In short, they had done a reprise of a stakeholder review across a large number of NGO's, customers, etc. to check what these people thought of the companies sustainability efforts (and where they should focus next). And much to their surprise, the message was had evolved from a few years ago. Among their customers, emphasis had shifted from "compliance with regulation", "child labour" and "fair working conditions" in 2004 to "eliminate CO2" today (only preceded by employee working conditions).

Or put more bluntly (my words): "We like what you're doing for the poor and your workers, yet frankly won't buy a penny more for it. Still, if you reduce your CO2 emissions, we would probably increase our orders (and if you don't we'll go elsewhere)."

This shift in itself poses some interesting dilemmas. Still, the real challenge of then responding to this call for CO2-reduction, came when the purchasing departments of these same customers got their hands on the CO2-reduction plans the company was putting in place. Their logic was simple: "as TNT was being more efficient, this should translate itself into lower price. So could we have a discount please?".

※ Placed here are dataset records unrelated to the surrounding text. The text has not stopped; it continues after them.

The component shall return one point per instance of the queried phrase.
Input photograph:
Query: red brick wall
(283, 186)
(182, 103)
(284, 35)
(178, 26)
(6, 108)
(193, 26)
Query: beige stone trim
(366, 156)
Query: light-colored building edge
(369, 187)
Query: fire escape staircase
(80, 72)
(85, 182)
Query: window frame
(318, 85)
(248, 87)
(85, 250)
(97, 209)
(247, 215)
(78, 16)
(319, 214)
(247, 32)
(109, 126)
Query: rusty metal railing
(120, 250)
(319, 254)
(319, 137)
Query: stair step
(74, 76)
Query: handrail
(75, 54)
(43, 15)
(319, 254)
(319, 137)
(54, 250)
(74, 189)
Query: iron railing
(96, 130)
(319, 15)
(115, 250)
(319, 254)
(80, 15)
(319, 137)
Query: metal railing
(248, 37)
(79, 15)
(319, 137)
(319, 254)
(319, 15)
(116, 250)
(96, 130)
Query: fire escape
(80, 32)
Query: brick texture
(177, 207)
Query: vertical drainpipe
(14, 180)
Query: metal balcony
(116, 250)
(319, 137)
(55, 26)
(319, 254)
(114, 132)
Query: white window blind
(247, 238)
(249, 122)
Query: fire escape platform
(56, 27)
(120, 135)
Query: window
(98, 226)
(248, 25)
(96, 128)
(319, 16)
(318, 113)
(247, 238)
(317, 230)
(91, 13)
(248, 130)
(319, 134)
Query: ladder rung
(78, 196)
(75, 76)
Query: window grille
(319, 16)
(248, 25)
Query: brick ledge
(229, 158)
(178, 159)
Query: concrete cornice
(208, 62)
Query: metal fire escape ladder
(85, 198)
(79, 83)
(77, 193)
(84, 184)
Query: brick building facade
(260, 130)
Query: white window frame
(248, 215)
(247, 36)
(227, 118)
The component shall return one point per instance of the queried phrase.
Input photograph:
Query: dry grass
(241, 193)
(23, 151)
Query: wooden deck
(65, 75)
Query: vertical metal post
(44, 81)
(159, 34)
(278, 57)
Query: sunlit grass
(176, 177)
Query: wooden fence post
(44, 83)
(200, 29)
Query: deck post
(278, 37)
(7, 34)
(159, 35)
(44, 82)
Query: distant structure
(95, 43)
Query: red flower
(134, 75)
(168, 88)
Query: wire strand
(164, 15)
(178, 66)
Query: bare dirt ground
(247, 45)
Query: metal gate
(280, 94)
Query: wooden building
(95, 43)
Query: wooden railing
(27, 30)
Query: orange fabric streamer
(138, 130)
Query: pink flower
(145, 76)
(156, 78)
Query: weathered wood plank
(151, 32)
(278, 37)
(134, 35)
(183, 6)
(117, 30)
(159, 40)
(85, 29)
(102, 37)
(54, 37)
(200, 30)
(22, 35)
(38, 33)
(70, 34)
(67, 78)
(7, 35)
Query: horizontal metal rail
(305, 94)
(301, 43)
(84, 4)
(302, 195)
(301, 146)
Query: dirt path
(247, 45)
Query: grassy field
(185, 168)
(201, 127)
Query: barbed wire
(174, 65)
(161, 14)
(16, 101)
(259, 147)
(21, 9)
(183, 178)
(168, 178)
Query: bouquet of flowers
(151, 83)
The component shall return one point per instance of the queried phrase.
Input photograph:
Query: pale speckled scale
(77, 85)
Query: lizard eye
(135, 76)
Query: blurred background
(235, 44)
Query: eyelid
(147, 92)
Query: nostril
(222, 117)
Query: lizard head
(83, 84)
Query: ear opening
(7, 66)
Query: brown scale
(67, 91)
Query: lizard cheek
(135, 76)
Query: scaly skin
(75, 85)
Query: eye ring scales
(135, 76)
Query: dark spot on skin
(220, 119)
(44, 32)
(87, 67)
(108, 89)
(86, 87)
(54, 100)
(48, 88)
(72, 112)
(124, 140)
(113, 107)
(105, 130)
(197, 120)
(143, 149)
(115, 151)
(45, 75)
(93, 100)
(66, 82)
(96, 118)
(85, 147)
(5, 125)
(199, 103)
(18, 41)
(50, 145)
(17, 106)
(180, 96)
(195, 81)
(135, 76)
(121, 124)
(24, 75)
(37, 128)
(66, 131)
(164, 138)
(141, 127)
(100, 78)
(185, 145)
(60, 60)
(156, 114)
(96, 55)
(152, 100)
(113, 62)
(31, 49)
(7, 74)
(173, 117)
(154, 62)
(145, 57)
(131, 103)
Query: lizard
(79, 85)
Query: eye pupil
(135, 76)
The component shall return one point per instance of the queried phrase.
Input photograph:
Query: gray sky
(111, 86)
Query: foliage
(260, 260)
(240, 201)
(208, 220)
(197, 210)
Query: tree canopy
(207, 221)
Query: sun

This while at the same time some of TNT's highest margin products are exactly the ones that are least efficient in energy (e.g. express freight by airplane). And shifting customers to more efficient means of transportation (e.g. express by train) is much lower margin.

In other words, the company now finds itself in a situation that to comply with the CO2 reduction request from their customers, they need to start cutting heavily into their margin. So in a way - and kudos to TNT for discussing this so openly - they are "damned if they do, damned if they don't".

So I wonder. Will this story repeat itself for EVERYONE who's currently selling to Tesco today, or in 2008 to Casino? Will it be so that customers will first pressure their vendors to "go green" and then send in their purchasing departments to ask discounts for more efficiency? And when this cat gets out of the bag, will these vendors actually resist going green as the business case for doing so erodes?

I don't have an opinion, yet it's definitely a space to watch. Meanwhile I hope the world will show ever more companies like TNT, who first do what is right and then try and figure out a way to also make this profitable for everyone (and even have the conversation in the open). Keep it up Peter!